To start with, let's give you the two pieces of good news:
First, since the players did not earn an income because the pandemic erased the last season (2020-21), they have been ‘compensated’ and given a cheque equal to half the amount they got the year before (2019-20). This is a nice gesture because without this generous gift their net cricket income for a full year would have been zero.
The other ‘good news’ is that players are promised a salary hike for the matches they will play this season. The increase is on a graded scale – more for seniors, compared to those starting afresh.
Salary increases also apply across the board and include women's cricket down to the U-16 level where a schoolgoing child is eligible for Rs 7,000 for each day of cricket.
All this sounds pretty impressive and progressive but these benefits kick in with a ‘conditions apply’ clause. Domestic salary payments are subject to selection, money is assured only when picked in the squad. Miss a game for whatever reason – injury, family emergency, lack of form – and the door is slammed shut, no money is transferred to your bank account.
Reduced to basics: domestic cricket payments are similar to a game of snakes and ladders, with danger lurking at every step. You move up rapidly but can fall to the ground the next instant.
One observer described the situation saying the compensation and pay increase is only a stopgap, a part solution.
The players were looking for long-term insurance cover, merely paying past bills is not good enough.
The core issue for thousands of Ranji and Indian domestic players is financial security, not match fees.
Ranji players don’t have jobs because the government stopped hiring and corporates shut their cricket shops long back. In this scary scenario, the players are dependent for survival on earnings from the game, and the BCCI effectively becomes their only employer.
For top players, the international stars, cricket is lucrative and money is never a problem. The 28 centrally contracted players are secure with annual retainers ranging from Rs 7 crore (Virat Kohli/ Rohit Sharma/ Jasprit Bumrah) down to the lowest grade of Rs 1 crore. The same players, plus another 89-90 who lucked out with the Indian Premier League lottery, are in a financial comfort zone.
For the rest, professional domestic cricket is a circus act with no safety net for protection. These players exist on the fringe of wealth and fame, just outside the boundary, and know that the barrier to entry – for a safe and secure life – is extremely high. The grass on the other side of Ranji is actually greener.
Given the financial troubles of domestic players, it’s surprising the BCCI did not introduce state contracts on the line of the central contracts for international players.
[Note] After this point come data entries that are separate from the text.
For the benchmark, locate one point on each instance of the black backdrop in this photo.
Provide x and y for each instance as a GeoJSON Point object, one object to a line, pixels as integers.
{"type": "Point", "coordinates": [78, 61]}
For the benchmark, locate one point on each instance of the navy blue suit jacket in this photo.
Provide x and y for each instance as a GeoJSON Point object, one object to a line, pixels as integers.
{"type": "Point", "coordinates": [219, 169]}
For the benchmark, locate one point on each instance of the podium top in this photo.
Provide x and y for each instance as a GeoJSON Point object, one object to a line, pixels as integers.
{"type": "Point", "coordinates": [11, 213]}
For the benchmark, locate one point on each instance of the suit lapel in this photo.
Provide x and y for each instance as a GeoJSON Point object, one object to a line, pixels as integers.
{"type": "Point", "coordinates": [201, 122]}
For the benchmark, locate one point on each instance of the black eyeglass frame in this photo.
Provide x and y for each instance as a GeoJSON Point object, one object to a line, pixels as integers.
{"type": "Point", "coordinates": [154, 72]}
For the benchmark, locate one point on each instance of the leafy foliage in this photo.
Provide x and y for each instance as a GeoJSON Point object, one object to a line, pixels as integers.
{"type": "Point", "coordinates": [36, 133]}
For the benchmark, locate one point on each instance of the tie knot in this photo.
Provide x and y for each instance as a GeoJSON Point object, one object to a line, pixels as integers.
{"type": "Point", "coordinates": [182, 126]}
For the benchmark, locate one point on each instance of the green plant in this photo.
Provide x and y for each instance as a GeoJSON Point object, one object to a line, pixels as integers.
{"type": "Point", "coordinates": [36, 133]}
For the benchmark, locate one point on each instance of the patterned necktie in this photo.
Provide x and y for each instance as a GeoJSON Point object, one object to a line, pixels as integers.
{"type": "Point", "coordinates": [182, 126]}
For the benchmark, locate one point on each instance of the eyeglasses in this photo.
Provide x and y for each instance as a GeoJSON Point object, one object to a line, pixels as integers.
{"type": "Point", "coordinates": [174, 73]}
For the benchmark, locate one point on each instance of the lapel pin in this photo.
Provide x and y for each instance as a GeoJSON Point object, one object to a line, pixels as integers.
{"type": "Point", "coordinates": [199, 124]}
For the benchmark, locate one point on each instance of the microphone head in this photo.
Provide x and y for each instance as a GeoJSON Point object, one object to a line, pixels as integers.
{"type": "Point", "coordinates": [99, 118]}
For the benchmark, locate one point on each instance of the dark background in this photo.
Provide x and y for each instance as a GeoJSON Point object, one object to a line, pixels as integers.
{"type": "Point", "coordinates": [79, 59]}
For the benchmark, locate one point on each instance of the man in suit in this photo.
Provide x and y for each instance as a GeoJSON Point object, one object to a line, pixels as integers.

Financial security would have taken away uncertainty from the cricketers’ lives and provided a huge incentive for improving performance.
The players with contracts are incentivised to perform better to retain their benefits; for others it is aspirational to up their game and get into the select group.
Players commit their availability to play, and agree to meet standards of fitness and general conduct laid down. State associations commit to provide the tools (equipment, coaching, training facilities) required by professional athletes.
With this pact, overall standards rise, which is why domestic contracts are the norm in other major cricket-playing nations. They've existed for years in Australia and England and recently even Pakistan’s 198 domestic cricketers across six first-class sides were brought into the contract system.
On assuming office, BCCI President Sourav Ganguly had announced that implementing domestic contracts was a priority but almost two years down the line, the BCCI’s non-movement on this matter is difficult to understand.
Could money be a factor because contracts across 38 Ranji teams (with women and U-25 teams) would cost a bomb?
Yes, and no.
On a quick calculation, contracts should cost not more than Rs 150 crore a year, which is a lot of money. The counter-argument is that it is small money in the context of the riches IPL spins – the BCCI nets 150 crore (from media and sponsorship revenue) from just two IPL games.
So why not utilise the quickest format of the game, to empower the disciples of the oldest and longest formats?
(Amrit Mathur is a senior journalist, former GM of the BCCI and Manager of the Indian Cricket Team. He can be reached at @AmritMathur1)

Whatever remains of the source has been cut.